On the 13" i'd go with an Air because where it loses in some places it makes
up in the advantages, such as weight and portability.

These are the choices i'd look at when looking for another Mac. My
recommendation for an all rounder is the 15" pro. It's not too heavy, thick or
hard to work from. I know a few 17" owners and they have trouble opening it up
and using it in a lot of places.

------
SHOwnsYou
I went with 15" MBP. I really wouldn't trade it for anything. In the store,
the 13" looked too small and an additional 2" was trivial in price (~200?).

A lot of people swear by the MBA - I'm not convinced. Do they weigh less than
my MBP? Yes. But can I swing the extra ~3LBS of weight? Yes.
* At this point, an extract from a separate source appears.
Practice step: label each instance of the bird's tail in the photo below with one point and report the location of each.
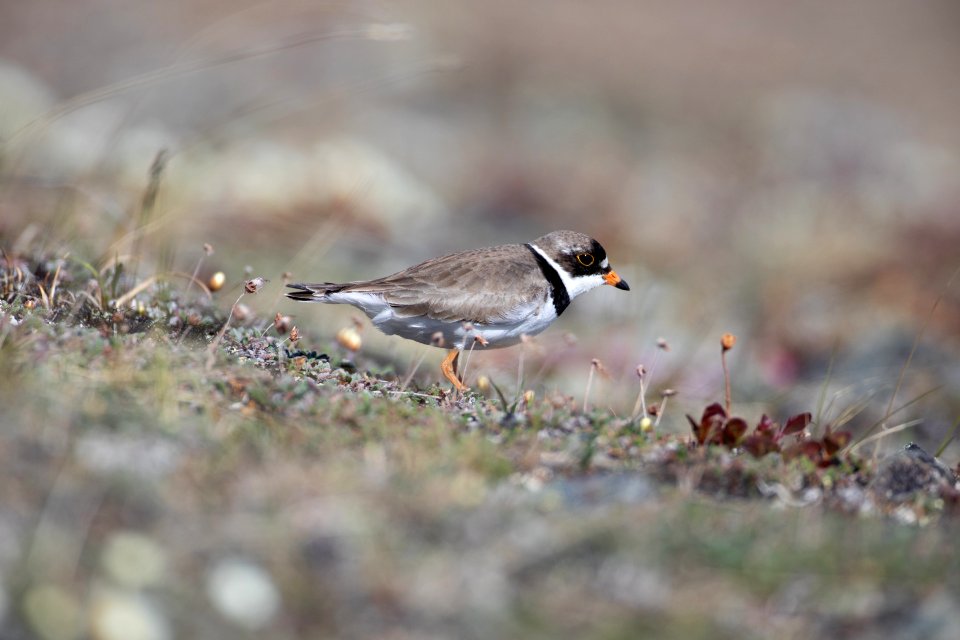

MBP has
expandable ram, more screen real estate, and a disk drive -- I need Windows
for a few applications I run and occasionally for testing - I don't even know
if it would be possible to install it without the disk drive.

------
hboon
If you (1) are willing to pay a bit more and (2) can do with the 4GB RAM
limit, and (3) can work with an external monitor when you need it, get the
most expensive MBA 13" base model with an upgraded processor.

If not, get the 3rd 15" MBP and upgrade the processor, screen to hi-res and HD
to SSD.

I just bought both recently.

------
wmf
I wouldn't give up my 15" MBP. But if you are in the market for 13", the Air +
TB display/dock looks better than the Pro.

------
pasbesoin
I recall reading that there are differences in the Thunderbolt support between
the 13" MB Pro and the 15". This may not matter to you, but if you are
planning/hoping to hook up a bunch of stuff (e.g. multiple external monitors),
have a look at this aspect before deciding.